Other penalties are listed for any department with high female dropout rates, apparently a measure aimed at math and science teachers. The university would withdraw its support and recognition from any "group" with a higher rate of sexual harassment or sexual violence than the campus average. So presumably fraternities, sports teams or social clubs that exceed an average number of reported harassments would be eliminated.

The document’s ban on the "overrepresentation" of males in the curriculum could mean, for instance, that a course on Renaissance art would somehow have to find that half of the great artists of the period were female, though 99 percent were male, since women were excluded or discouraged from artistic work at the time. Presumably a course on 19th-century American quilt-making would have the opposite problem of finding a correct retroactive quota.

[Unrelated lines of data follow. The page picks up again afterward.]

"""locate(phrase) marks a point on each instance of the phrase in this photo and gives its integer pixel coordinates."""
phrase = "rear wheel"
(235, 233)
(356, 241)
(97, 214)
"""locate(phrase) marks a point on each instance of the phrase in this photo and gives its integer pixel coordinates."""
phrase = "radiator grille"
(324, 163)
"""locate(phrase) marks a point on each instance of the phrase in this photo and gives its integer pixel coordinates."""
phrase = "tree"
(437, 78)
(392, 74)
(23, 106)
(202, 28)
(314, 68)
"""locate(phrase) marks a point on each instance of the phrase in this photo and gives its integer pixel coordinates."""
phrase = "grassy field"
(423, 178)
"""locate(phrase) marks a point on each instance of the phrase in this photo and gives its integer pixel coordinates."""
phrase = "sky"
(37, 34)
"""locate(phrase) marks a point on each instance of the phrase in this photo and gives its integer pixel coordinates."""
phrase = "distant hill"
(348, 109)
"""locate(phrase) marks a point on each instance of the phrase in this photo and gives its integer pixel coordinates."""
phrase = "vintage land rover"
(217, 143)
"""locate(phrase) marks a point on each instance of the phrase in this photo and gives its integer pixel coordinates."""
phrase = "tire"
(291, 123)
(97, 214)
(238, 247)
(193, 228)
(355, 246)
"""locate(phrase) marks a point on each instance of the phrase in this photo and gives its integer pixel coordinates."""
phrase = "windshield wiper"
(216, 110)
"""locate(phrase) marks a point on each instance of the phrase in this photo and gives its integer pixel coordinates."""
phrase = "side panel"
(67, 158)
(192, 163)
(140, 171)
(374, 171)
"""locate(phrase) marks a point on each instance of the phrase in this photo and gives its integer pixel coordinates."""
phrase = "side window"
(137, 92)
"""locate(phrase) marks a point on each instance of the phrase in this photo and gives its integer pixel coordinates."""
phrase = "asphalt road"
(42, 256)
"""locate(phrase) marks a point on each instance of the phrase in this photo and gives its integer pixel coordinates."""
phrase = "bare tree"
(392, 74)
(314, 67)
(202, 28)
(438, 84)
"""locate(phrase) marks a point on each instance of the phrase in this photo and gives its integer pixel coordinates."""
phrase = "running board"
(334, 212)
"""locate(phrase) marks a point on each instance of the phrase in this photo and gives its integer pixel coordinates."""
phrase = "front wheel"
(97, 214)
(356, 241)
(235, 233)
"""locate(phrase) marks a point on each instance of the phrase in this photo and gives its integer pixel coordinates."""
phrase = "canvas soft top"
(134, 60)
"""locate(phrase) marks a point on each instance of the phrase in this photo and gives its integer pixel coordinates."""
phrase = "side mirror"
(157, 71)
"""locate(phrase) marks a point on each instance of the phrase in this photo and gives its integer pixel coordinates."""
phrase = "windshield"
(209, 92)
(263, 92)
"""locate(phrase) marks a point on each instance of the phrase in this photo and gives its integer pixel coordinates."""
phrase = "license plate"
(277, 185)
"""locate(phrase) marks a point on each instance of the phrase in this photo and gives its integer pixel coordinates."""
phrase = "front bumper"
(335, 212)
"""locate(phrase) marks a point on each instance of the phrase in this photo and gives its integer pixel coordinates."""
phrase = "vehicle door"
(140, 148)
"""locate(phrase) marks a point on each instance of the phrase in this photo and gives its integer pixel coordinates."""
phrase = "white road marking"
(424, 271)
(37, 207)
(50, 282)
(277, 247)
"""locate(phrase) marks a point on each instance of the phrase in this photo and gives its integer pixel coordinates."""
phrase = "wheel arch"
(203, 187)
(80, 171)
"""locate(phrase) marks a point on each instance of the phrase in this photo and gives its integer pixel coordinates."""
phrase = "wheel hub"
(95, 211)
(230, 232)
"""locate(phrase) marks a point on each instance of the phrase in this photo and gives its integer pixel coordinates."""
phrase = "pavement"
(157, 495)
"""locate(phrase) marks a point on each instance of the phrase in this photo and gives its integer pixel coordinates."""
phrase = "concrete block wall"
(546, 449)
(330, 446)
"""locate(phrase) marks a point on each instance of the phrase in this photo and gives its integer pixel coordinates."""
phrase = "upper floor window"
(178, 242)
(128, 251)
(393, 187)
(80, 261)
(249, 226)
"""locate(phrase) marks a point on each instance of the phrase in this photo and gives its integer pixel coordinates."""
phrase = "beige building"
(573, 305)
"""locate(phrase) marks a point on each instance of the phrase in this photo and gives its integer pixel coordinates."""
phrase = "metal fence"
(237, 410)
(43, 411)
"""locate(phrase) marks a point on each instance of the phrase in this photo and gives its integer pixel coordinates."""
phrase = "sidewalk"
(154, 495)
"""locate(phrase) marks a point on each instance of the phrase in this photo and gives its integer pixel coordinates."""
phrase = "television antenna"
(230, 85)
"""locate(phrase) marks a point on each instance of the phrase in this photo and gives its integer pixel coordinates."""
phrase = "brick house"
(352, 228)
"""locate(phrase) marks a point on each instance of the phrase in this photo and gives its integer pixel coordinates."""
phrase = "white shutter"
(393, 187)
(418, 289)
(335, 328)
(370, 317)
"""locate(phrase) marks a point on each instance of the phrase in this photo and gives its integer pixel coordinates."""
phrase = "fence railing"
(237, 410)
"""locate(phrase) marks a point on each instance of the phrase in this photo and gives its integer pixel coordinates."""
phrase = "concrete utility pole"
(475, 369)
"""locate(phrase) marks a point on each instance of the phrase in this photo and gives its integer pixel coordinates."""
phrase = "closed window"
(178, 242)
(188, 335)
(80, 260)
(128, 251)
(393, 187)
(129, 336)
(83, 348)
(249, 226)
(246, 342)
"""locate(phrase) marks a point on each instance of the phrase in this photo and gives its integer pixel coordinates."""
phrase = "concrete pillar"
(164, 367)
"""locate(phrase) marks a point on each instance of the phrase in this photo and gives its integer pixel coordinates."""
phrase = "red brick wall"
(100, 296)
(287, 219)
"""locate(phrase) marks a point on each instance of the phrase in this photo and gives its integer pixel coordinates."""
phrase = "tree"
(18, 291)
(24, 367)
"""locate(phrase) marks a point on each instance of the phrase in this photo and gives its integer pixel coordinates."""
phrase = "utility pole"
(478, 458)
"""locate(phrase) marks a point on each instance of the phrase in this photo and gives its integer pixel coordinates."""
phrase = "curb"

The apparently innocent term "women-friendly pedagogies" might be enough to revamp the campuses all by itself. At colleges and law schools around the country, some feminists have argued that abstract argument, debating, logic, grading, and calling on students in class who don’t wish to be called upon are all male techniques that many women resent. In this view, "female" knowledge depends heavily on personal experience, feelings and cooperation, rather than competition or striving for excellence.

Campus feminists, like most multiculturalists, tend to believe that all knowledge is constructed, and that college women are being spoon-fed "male" or "white male" knowledge that must be deposed and replaced by "new knowledges" created by women and minorities. This worldview turns the debate away from learning and toward a politicized power struggle to control the curriculum.

"Vision 2000" wants to "utilize institutional research capacity to produce the data necessary to raise consciousness, instigate action and monitor progress," a clear indicator that even the collection of data must now be politicized. Money, too, is supposed to follow the new politics. The plan calls for the universities to divert funds toward "marginalized and underrepresented groups."

A few of the women’s studies programs seem to be serious academic programs, interested in ideas, evidence, debate and an open search for truth. But most aren’t. Most are part therapy group and part training ground for feminist cadres to fight the patriarchy. It’s a close question whether these politicized outposts should be academic departments at all. The "Vision 2000" proposal to make them campuswide supervisors of courses and faculty is stupefying. The modern university is not known as a place of great courage or common sense. Let’s hope enough of both are found on the six campuses to put this plan to sleep.